İBNÜ’L-ESİR |
2. CİLT |
USAME
BİN ZEYD'İN ORDUSUNUN SEFERE ÇIKARILMASI
Peygamber
(Sallallahu aleyhi ve Sellem)'in Üsame bin Zeyd'i bir ordunun başına geçirerek Şam'a
doğru gitmeyi emretmiş olduğundan daha önce söz etmiş idik. Nebi (Sallallahu
aleyhi ve Sellem) Medine ve civarı halkına O'nunla gitmeyi emretmişti ve bunlar
arasında Ömer bin el-Hattab da bulunuyor idi. Peygamber (Sallallahu aleyhi ve
Sellem), Üsame Ordusu yola çıkmadan vefat etmiş, diğer taraftan Araplar ya
genel olarak, ya da her bir kabileden kısmen olmak üzere irtidad etmişler,
nifak başgöstermiş, Yahudiler ile Hıristiyanlar kafalarını kaldırrınş idi.

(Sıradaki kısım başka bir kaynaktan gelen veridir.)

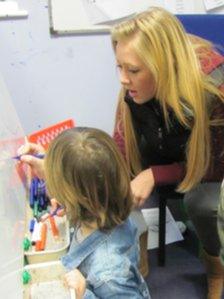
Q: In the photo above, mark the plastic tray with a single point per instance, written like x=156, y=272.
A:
x=45, y=278
x=45, y=136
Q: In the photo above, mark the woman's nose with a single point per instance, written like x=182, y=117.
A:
x=124, y=79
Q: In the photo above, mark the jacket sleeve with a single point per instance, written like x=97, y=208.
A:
x=115, y=290
x=168, y=174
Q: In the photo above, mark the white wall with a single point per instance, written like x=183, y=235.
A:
x=54, y=78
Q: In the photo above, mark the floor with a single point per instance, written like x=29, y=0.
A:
x=183, y=276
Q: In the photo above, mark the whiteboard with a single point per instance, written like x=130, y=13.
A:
x=12, y=199
x=91, y=16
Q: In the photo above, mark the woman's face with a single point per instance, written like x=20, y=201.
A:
x=134, y=75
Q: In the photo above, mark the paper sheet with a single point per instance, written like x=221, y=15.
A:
x=106, y=11
x=151, y=217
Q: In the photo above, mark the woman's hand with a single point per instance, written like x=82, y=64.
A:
x=75, y=280
x=142, y=186
x=37, y=165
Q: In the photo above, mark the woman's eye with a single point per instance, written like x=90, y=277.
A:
x=134, y=71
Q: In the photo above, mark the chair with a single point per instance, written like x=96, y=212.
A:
x=194, y=24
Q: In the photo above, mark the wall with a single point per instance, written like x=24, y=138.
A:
x=51, y=79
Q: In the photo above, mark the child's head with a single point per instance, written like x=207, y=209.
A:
x=87, y=174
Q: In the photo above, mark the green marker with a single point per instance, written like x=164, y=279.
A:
x=26, y=244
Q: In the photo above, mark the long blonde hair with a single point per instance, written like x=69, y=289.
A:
x=86, y=173
x=160, y=41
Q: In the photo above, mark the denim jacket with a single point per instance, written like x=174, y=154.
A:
x=109, y=262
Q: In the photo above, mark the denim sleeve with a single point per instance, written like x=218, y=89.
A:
x=114, y=290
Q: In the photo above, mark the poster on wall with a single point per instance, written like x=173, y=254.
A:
x=92, y=16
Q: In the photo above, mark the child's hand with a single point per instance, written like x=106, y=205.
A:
x=55, y=206
x=75, y=280
x=37, y=165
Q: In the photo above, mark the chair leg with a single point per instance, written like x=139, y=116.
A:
x=162, y=231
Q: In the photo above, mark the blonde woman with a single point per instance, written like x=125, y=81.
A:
x=169, y=122
x=85, y=171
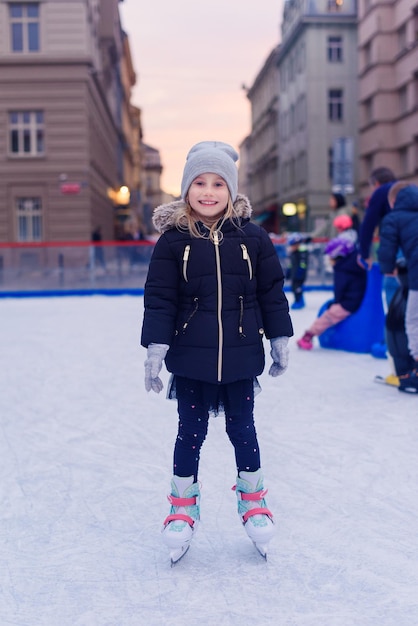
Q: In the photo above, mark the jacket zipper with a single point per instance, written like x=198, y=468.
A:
x=219, y=283
x=196, y=306
x=246, y=257
x=241, y=315
x=185, y=260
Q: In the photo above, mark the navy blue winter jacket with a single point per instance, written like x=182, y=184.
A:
x=376, y=210
x=213, y=304
x=350, y=281
x=399, y=229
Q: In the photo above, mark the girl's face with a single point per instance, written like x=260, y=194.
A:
x=208, y=196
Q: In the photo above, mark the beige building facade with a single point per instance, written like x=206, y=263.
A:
x=65, y=119
x=317, y=89
x=259, y=151
x=388, y=88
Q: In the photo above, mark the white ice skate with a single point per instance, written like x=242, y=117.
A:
x=181, y=524
x=252, y=509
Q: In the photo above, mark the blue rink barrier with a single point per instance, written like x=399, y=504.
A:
x=365, y=327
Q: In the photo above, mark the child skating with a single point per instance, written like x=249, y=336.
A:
x=214, y=289
x=350, y=282
x=297, y=272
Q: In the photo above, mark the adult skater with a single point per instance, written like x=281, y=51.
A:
x=214, y=288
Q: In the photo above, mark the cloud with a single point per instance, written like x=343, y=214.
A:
x=191, y=60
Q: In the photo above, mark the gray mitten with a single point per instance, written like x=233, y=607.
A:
x=155, y=356
x=280, y=355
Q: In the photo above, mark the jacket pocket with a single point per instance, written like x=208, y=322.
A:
x=186, y=254
x=191, y=314
x=247, y=259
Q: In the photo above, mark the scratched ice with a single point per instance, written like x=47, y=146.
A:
x=85, y=459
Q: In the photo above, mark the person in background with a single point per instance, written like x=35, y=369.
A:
x=338, y=206
x=399, y=230
x=99, y=258
x=355, y=215
x=214, y=287
x=350, y=282
x=297, y=272
x=381, y=180
x=344, y=227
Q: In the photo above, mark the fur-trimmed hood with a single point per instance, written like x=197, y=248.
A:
x=164, y=216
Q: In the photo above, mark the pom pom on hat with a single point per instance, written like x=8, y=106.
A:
x=340, y=246
x=342, y=222
x=213, y=157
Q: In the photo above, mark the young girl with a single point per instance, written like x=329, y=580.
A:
x=214, y=288
x=350, y=282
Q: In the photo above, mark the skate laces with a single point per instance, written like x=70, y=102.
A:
x=184, y=509
x=252, y=503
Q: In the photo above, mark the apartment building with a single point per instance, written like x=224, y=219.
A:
x=68, y=135
x=259, y=151
x=388, y=87
x=317, y=63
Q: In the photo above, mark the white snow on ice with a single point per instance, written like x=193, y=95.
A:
x=85, y=458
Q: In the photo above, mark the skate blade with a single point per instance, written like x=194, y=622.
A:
x=178, y=554
x=408, y=389
x=262, y=550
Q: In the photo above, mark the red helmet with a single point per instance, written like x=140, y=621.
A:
x=342, y=222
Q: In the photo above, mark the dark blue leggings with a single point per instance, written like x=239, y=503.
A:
x=195, y=400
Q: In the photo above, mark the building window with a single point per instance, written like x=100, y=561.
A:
x=26, y=133
x=402, y=38
x=24, y=26
x=368, y=111
x=415, y=90
x=403, y=100
x=335, y=5
x=403, y=161
x=29, y=219
x=367, y=54
x=331, y=163
x=335, y=49
x=335, y=105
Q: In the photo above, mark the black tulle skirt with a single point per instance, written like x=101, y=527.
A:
x=213, y=398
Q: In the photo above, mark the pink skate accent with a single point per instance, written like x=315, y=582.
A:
x=179, y=517
x=257, y=495
x=181, y=501
x=305, y=345
x=257, y=511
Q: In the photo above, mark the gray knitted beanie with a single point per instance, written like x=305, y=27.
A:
x=213, y=157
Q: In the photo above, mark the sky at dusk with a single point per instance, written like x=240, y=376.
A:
x=191, y=60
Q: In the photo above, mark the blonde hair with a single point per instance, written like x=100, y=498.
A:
x=186, y=222
x=394, y=190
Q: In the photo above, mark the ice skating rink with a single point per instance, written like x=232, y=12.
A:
x=85, y=462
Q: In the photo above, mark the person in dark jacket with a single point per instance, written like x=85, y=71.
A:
x=399, y=229
x=381, y=180
x=213, y=290
x=298, y=269
x=350, y=281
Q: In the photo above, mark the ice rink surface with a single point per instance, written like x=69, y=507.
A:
x=85, y=461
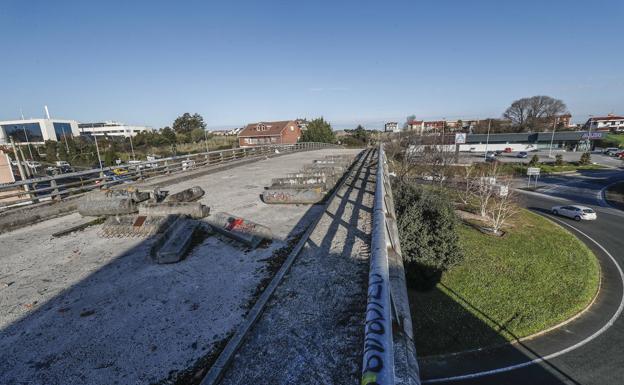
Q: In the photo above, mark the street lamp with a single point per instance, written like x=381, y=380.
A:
x=97, y=148
x=552, y=137
x=132, y=147
x=487, y=140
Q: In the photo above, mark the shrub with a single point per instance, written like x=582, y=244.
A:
x=427, y=229
x=534, y=160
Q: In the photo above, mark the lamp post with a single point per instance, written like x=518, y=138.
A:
x=132, y=147
x=97, y=148
x=552, y=137
x=487, y=140
x=588, y=149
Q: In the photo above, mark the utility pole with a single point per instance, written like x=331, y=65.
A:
x=552, y=137
x=487, y=140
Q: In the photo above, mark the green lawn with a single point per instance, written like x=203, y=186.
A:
x=547, y=168
x=614, y=140
x=508, y=287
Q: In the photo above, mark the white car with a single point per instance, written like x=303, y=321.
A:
x=575, y=212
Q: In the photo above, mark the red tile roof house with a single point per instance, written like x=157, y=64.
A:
x=264, y=133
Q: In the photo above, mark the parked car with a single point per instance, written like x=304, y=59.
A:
x=610, y=151
x=575, y=212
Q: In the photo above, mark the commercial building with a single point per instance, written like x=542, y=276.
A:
x=263, y=133
x=392, y=127
x=37, y=131
x=610, y=122
x=528, y=141
x=110, y=128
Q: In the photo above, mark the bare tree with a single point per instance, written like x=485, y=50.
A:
x=527, y=112
x=467, y=184
x=501, y=207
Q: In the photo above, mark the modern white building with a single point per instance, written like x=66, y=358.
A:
x=37, y=130
x=610, y=122
x=110, y=128
x=392, y=127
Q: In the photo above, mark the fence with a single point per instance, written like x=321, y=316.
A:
x=389, y=354
x=61, y=186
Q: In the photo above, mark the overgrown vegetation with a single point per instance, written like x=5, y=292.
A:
x=427, y=228
x=534, y=277
x=319, y=131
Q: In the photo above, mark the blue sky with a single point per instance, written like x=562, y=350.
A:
x=234, y=62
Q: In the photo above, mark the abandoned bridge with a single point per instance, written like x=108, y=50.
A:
x=315, y=295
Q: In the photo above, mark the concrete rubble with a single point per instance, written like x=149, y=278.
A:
x=311, y=184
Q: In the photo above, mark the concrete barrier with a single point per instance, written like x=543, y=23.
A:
x=192, y=209
x=239, y=229
x=177, y=241
x=286, y=195
x=188, y=195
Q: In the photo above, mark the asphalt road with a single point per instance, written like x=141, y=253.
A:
x=588, y=350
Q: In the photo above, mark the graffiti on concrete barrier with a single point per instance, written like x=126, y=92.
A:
x=375, y=331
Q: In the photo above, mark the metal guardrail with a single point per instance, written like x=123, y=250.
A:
x=389, y=354
x=61, y=186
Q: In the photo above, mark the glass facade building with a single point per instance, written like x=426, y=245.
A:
x=24, y=132
x=62, y=130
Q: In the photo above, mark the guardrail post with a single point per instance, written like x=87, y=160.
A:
x=56, y=195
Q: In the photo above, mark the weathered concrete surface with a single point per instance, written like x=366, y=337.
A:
x=312, y=329
x=82, y=309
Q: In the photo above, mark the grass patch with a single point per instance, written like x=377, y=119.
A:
x=534, y=277
x=546, y=168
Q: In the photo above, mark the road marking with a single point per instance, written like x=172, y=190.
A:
x=552, y=355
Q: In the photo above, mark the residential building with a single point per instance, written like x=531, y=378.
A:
x=37, y=131
x=605, y=123
x=392, y=127
x=263, y=133
x=110, y=128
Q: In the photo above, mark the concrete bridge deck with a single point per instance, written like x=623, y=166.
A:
x=91, y=310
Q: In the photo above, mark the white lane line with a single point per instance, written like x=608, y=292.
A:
x=552, y=355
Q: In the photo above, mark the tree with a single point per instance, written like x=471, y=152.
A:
x=319, y=131
x=197, y=135
x=168, y=134
x=407, y=120
x=427, y=227
x=502, y=206
x=534, y=160
x=527, y=113
x=186, y=123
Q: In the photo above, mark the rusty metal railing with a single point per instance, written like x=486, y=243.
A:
x=61, y=186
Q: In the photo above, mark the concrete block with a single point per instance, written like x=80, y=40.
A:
x=192, y=209
x=189, y=195
x=287, y=195
x=239, y=229
x=177, y=241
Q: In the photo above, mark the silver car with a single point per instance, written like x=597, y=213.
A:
x=575, y=212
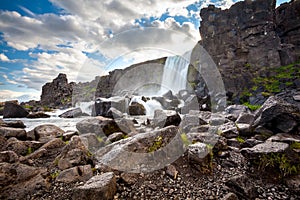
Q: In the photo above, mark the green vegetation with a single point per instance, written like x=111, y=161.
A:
x=157, y=144
x=252, y=107
x=54, y=174
x=295, y=145
x=240, y=140
x=279, y=164
x=29, y=151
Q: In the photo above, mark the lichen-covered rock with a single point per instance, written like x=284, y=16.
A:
x=99, y=187
x=277, y=115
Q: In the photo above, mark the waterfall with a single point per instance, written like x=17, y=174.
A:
x=175, y=73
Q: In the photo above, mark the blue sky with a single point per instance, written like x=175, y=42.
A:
x=41, y=38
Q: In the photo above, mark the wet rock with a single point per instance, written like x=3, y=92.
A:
x=164, y=118
x=92, y=142
x=237, y=110
x=99, y=187
x=265, y=149
x=136, y=109
x=74, y=174
x=277, y=116
x=13, y=124
x=115, y=137
x=242, y=186
x=19, y=180
x=73, y=113
x=9, y=157
x=99, y=125
x=74, y=154
x=37, y=115
x=199, y=157
x=45, y=133
x=9, y=132
x=22, y=147
x=14, y=110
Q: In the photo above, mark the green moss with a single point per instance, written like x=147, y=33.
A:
x=252, y=107
x=240, y=140
x=295, y=145
x=158, y=142
x=279, y=164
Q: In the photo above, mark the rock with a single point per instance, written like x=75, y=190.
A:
x=242, y=41
x=245, y=118
x=136, y=109
x=129, y=178
x=93, y=143
x=103, y=106
x=14, y=110
x=114, y=113
x=45, y=133
x=13, y=132
x=277, y=116
x=265, y=149
x=73, y=113
x=199, y=157
x=22, y=147
x=9, y=157
x=293, y=183
x=74, y=174
x=13, y=124
x=242, y=186
x=19, y=180
x=57, y=93
x=229, y=130
x=99, y=125
x=99, y=187
x=115, y=137
x=237, y=110
x=172, y=171
x=230, y=196
x=74, y=154
x=164, y=118
x=38, y=115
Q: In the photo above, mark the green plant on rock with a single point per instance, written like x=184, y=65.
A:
x=157, y=144
x=279, y=164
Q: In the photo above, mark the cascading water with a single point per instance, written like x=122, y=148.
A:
x=175, y=73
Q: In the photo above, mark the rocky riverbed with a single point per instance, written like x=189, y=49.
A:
x=252, y=155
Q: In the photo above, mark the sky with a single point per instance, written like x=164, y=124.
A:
x=86, y=38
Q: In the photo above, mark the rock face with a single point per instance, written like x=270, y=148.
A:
x=250, y=37
x=14, y=110
x=58, y=92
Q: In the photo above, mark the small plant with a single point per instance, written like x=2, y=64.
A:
x=240, y=140
x=54, y=174
x=158, y=142
x=29, y=151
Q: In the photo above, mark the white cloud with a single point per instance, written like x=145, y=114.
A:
x=4, y=58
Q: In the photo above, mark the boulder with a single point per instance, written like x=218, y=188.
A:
x=14, y=110
x=46, y=132
x=9, y=132
x=164, y=118
x=98, y=187
x=99, y=125
x=277, y=116
x=74, y=174
x=38, y=115
x=136, y=108
x=19, y=180
x=74, y=154
x=76, y=112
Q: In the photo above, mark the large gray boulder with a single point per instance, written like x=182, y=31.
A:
x=278, y=116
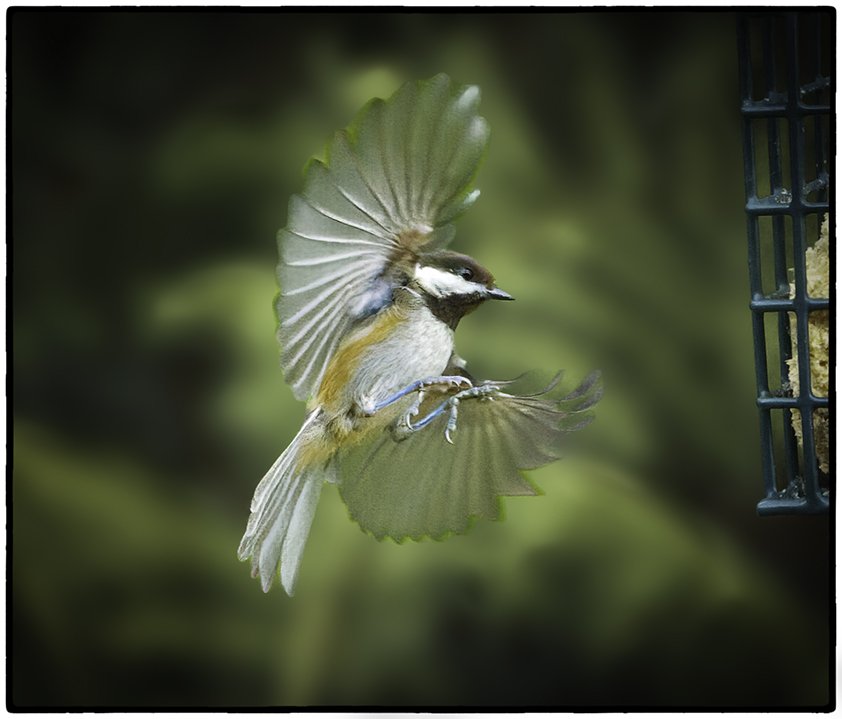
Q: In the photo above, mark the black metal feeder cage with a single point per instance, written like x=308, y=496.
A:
x=786, y=91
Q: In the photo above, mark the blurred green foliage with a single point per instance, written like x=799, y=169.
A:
x=152, y=156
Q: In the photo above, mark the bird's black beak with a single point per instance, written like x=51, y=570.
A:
x=497, y=294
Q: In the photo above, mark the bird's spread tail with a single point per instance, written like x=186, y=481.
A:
x=282, y=511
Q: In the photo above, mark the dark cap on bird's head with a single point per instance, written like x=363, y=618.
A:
x=455, y=284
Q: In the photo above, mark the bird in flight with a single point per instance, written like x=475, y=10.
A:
x=370, y=300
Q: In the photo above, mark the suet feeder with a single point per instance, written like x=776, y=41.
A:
x=786, y=98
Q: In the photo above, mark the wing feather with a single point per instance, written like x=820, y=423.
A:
x=391, y=184
x=422, y=486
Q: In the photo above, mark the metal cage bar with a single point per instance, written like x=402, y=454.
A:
x=786, y=93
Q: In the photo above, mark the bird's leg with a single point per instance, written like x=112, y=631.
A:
x=442, y=384
x=405, y=426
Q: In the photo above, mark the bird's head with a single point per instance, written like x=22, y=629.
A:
x=454, y=284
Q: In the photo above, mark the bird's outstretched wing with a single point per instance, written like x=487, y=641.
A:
x=422, y=486
x=392, y=183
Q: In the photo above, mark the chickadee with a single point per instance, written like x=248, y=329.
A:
x=369, y=303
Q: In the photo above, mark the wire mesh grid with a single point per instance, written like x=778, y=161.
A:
x=786, y=91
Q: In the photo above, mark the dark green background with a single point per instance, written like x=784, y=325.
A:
x=152, y=156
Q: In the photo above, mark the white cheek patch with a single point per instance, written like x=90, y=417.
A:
x=440, y=283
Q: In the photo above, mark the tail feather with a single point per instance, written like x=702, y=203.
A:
x=282, y=512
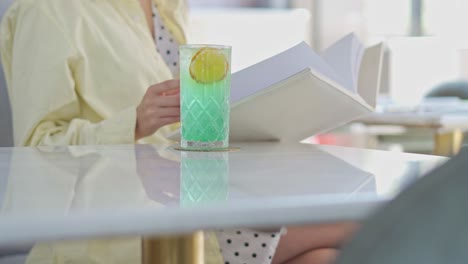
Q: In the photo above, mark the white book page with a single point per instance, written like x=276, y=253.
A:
x=273, y=70
x=345, y=58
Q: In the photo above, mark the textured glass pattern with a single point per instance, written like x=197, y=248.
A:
x=205, y=91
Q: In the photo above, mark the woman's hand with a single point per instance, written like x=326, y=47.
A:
x=160, y=106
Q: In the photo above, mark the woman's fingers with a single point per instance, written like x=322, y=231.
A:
x=167, y=101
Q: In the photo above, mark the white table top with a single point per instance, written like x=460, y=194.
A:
x=93, y=191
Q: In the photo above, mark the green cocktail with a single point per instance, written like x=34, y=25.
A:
x=205, y=80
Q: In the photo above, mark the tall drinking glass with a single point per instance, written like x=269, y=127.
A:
x=205, y=81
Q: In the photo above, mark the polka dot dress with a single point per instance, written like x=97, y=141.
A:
x=166, y=45
x=242, y=246
x=248, y=246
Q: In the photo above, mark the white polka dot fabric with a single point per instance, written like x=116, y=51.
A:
x=247, y=246
x=166, y=45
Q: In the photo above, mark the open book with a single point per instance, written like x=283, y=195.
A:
x=299, y=93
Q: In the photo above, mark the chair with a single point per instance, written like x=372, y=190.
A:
x=6, y=130
x=426, y=223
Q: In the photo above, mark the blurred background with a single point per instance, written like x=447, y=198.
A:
x=427, y=44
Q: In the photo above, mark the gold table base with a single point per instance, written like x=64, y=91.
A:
x=188, y=249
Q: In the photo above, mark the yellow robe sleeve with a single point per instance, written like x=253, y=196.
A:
x=40, y=76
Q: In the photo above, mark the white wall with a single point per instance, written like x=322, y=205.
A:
x=254, y=34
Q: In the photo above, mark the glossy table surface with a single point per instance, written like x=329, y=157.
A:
x=94, y=191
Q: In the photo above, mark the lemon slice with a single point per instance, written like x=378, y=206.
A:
x=209, y=65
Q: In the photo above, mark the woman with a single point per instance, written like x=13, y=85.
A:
x=101, y=72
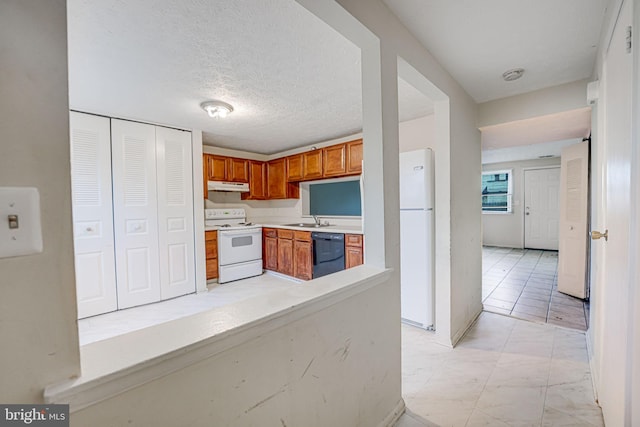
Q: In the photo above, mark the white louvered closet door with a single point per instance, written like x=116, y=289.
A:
x=135, y=212
x=175, y=212
x=92, y=220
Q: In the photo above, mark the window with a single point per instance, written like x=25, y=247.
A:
x=496, y=191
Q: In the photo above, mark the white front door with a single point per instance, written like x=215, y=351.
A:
x=574, y=196
x=92, y=220
x=135, y=212
x=614, y=285
x=542, y=209
x=175, y=212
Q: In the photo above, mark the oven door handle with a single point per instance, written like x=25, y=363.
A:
x=240, y=232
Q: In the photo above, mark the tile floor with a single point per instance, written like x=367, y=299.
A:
x=504, y=372
x=524, y=283
x=119, y=322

Müslümanlar peygamberlerini yitirdikleri, az oldukları ve buna karşılık
düşmanlarının fazlalığı dolayısıyla geceleyin sağanak bir yağmura tutulmuş
koyunlar durumuna düşmüşlerdi. Bunun üzerine Müslümanlar Hz. Ebu Bekir'e -Üsame
ordusunu kastederek-: "Bunlar Müslümanların askerleridir. Araplar ise
görmüş olduğun gibi teker teker elinden çıkmış bulunuyor. O halde senin,
etrafından Müslümanların cemaatini dağıtmaman gerekmektedir." deyince, Hz.
Ebu Bekir: "Nefsim elinde olana yemin ederim ki, eğer vahşi hayvanların
beni kapıp götüreceklerini bilsem, yine de Peygamber (Sallallahu aleyhi ve
Sellem)'in emrettiği şekilde Üsame Ordusu'nu kesinlikle yola çıkartırın."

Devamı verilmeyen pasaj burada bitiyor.